Moreover, health literacy is associated with non-adherence25, i.e., the lower the health literacy of patients, the higher the non-adherence to pharmacological and behavioral interventions. In this study, patients with frailty had lower health literacy, and they might behave poorly in individual frailty management, thus further worsening frailty. As a result, a vicious circle was formed between low health literacy and frailty, which may greatly increase the risk of adverse outcomes in the elderly.

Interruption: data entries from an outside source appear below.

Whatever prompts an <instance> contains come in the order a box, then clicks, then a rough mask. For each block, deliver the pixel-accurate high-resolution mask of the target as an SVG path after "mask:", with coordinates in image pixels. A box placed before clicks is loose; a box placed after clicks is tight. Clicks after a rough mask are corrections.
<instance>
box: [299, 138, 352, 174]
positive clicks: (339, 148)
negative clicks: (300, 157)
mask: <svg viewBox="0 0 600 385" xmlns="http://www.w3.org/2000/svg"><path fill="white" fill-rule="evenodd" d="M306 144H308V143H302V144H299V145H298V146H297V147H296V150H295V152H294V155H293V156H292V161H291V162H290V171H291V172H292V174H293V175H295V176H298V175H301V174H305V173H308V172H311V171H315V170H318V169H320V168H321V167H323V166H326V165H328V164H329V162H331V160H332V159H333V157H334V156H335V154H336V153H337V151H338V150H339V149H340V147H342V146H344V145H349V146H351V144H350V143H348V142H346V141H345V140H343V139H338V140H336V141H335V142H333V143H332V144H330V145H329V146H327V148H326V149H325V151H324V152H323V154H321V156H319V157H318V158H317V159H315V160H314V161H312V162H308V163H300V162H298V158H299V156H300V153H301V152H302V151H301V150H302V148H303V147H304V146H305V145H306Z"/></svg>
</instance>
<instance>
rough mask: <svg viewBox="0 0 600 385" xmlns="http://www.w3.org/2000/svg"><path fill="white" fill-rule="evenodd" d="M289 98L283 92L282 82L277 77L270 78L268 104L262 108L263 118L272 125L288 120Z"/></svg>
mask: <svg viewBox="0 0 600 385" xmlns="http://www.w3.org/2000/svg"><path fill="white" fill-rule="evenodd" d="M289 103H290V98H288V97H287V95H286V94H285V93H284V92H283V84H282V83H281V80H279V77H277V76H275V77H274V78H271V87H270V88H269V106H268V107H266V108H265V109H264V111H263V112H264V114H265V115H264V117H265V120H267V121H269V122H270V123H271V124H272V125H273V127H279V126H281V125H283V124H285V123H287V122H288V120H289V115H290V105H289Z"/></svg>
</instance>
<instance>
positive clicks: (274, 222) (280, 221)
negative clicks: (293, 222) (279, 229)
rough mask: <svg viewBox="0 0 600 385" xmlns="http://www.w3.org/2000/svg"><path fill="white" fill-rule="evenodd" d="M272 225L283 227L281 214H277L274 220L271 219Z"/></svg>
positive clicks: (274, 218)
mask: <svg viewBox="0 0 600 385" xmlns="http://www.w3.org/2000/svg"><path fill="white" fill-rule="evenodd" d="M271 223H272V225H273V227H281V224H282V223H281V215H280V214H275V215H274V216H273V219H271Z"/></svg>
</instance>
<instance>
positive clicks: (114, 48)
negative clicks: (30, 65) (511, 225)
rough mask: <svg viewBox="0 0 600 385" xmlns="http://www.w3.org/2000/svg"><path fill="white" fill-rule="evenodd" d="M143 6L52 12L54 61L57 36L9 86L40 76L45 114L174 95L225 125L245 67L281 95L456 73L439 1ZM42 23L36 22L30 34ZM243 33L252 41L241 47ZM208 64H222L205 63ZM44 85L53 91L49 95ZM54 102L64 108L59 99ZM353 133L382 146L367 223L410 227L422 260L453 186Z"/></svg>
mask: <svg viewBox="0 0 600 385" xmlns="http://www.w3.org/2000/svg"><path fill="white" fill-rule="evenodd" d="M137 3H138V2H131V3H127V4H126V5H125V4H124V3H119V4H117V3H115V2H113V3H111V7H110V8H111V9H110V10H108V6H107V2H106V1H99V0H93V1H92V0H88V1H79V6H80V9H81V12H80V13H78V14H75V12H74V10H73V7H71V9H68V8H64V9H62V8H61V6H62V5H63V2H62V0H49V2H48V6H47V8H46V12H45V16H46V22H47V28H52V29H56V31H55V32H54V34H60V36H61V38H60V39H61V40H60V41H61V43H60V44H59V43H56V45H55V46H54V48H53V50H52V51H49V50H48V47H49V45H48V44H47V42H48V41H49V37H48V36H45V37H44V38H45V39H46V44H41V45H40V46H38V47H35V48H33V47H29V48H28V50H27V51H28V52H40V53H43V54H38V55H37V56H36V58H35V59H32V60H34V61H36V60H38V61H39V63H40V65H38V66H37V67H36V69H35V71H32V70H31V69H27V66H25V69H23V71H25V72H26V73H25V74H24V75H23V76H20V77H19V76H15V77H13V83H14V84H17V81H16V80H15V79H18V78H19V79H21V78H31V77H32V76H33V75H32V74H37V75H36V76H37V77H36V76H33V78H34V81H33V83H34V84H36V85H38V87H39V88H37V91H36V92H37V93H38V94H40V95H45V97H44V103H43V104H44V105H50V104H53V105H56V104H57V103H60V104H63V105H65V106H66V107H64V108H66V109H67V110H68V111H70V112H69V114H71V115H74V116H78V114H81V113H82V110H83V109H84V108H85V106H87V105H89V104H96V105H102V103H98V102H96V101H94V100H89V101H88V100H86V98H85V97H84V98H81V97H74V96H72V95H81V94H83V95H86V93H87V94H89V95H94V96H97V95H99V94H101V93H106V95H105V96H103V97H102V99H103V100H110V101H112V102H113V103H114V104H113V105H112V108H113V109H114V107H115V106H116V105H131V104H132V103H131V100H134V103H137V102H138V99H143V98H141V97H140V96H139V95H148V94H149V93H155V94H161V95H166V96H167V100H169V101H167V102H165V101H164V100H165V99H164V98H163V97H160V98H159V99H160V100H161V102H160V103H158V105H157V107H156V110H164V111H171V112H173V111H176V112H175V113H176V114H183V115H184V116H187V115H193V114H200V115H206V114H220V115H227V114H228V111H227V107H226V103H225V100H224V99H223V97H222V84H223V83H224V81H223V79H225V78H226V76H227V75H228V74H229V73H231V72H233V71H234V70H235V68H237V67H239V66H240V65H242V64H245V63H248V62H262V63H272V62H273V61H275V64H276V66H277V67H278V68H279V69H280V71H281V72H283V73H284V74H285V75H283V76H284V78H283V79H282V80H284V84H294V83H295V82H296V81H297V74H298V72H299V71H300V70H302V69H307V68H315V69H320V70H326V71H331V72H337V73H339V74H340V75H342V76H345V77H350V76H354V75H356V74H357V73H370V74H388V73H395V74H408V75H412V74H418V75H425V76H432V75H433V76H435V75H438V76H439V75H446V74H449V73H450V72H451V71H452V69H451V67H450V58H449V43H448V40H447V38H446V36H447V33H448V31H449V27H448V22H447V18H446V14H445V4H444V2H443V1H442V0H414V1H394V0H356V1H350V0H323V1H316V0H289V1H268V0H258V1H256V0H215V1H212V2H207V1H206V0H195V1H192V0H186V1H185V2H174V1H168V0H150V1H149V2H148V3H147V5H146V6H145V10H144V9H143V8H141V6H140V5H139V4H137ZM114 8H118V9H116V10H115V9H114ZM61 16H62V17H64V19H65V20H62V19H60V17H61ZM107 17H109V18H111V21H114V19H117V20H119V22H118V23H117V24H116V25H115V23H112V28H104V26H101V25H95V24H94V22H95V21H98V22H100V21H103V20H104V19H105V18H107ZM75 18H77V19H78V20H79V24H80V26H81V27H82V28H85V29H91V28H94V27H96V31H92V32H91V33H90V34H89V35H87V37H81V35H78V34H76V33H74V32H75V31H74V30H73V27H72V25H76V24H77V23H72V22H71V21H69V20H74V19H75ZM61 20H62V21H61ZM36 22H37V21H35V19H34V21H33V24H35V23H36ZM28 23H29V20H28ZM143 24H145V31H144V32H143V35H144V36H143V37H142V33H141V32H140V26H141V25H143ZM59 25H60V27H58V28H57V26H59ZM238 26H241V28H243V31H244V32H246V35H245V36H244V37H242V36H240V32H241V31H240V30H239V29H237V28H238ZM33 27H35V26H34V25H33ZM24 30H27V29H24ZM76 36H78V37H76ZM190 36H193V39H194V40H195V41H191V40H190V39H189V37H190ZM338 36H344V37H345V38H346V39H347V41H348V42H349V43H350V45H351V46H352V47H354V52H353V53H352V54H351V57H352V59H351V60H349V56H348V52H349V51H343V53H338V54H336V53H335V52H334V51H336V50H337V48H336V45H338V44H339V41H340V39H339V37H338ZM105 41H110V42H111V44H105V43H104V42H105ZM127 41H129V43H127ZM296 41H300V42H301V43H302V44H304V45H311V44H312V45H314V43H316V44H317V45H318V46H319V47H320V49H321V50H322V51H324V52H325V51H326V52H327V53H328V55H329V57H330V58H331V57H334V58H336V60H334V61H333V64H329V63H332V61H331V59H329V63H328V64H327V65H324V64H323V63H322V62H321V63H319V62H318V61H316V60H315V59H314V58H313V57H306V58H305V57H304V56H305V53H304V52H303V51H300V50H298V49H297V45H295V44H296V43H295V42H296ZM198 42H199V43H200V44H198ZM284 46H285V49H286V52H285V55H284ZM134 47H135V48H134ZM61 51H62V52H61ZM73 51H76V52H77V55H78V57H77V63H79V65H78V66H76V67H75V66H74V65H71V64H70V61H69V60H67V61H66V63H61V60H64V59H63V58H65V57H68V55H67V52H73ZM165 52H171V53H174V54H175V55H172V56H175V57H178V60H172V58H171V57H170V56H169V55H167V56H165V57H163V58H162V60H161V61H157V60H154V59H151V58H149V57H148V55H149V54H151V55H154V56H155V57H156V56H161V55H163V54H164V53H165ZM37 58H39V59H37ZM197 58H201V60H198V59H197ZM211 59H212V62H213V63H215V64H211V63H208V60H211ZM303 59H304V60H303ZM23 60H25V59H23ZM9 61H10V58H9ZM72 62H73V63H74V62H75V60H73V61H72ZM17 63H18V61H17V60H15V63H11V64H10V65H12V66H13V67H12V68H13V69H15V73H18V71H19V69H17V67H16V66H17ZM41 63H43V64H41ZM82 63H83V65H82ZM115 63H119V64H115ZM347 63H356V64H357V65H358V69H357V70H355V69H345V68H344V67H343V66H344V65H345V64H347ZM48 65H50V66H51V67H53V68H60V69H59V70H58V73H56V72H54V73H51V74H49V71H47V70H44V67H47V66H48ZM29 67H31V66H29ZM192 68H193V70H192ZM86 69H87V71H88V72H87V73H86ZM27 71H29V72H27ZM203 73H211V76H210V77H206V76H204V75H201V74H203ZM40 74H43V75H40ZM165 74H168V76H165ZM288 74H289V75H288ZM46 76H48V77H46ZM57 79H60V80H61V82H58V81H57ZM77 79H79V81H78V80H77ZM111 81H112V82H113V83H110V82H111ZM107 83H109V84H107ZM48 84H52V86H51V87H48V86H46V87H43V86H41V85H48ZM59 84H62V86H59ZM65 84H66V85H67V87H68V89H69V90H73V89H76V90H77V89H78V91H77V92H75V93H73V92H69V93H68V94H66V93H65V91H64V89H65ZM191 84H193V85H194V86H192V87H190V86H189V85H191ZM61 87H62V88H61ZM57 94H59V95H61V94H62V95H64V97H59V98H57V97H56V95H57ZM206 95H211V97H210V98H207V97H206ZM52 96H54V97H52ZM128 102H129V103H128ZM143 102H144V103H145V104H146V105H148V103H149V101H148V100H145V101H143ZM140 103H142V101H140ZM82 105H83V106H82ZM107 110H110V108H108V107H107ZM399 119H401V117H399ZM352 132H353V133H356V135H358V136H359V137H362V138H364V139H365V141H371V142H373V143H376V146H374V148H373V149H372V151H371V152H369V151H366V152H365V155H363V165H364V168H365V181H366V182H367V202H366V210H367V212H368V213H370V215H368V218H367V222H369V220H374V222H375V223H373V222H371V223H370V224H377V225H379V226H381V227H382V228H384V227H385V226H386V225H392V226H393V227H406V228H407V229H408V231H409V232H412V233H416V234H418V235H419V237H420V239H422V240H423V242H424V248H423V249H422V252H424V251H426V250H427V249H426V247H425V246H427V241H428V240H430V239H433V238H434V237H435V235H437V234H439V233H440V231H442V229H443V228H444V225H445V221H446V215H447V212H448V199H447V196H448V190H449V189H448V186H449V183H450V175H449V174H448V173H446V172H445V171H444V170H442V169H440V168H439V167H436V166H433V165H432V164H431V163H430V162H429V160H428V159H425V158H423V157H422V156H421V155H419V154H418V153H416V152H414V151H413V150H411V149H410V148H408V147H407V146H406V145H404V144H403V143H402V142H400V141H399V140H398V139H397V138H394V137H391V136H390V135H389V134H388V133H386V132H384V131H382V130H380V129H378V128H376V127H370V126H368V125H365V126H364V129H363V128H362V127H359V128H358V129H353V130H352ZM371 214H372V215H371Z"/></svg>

Therefore, the target elderly population should be focused on, and appropriate approaches should be adopted to improve their health literacy level according to their knowledge level, experience, frailty status and other characteristics, thereby further raising their quality of life. In this study, the results of multivariate linear regression analysis also showed that a higher educational level corresponded to a higher health literacy score, and the health literacy score was higher among the elderly with employee medical insurance and public medical care than that among the elderly with medical insurance for urban residents, the former of whom had higher abilities to screen, recognize, analyze and comprehend the health information. The government of China is also making great efforts to carry out health care reform to provide well-established medical security for its people. The result indicated that elderly people values health enough to be willing to support on finance. A more secure form of insurance can be a good support to fetch health information and skills. Education level was significantly related to health literacy. A better educational level allows them more chance to master the skills to acquire health knowledge and information to form a high-level self-management efficacy. They tend to maintain physical exercise and reasonable diet to improve the quality of life and rehabilitation effect in many aspects. As the same to frailty, a high level of daily activity maintains the physical ability to obtain a high-level health literacy. Previous studies suggested that health literacy was positively correlated to self-management efficacy and quality of life26. Limited health literacy is a serious public health problem27. It is related to adverse outcomes. The health literacy should be a health priority in clinical work place.
Conclusion
This study revealed the dose-response relationship between health literacy and frailty in older adults in Peking. The results showed that the elderly with frailty had lower levels of health literacy than those without frailty, and frailty was a significant influencing factor for health literacy in the elderly, providing a new controllable factor for subsequent studies on health literacy improvement in the elderly. Meanwhile, the improvement of health literacy of the elderly can reverse the frailty process. In future clinical practice, therefore, the health literacy level and treatment compliance of the elderly can be improved by taking into account the frailty status and paying attention to the method of health information dissemination and education.
Limitations
Our study had some limitations. Firstly, Tthe subjects participates enrolled were mainly retired cadres, so might lead to a low generalizability. Secondly, the sample was small that might lead to a sample bias. Thirdly, the variables evaluated using a cross-sectional design; therefore, further prospective studies are needed to evaluate the effect of health literacy on the elderly health conditions. In the future, more studies related to health literacy in large samples and different characteristics of the population are required.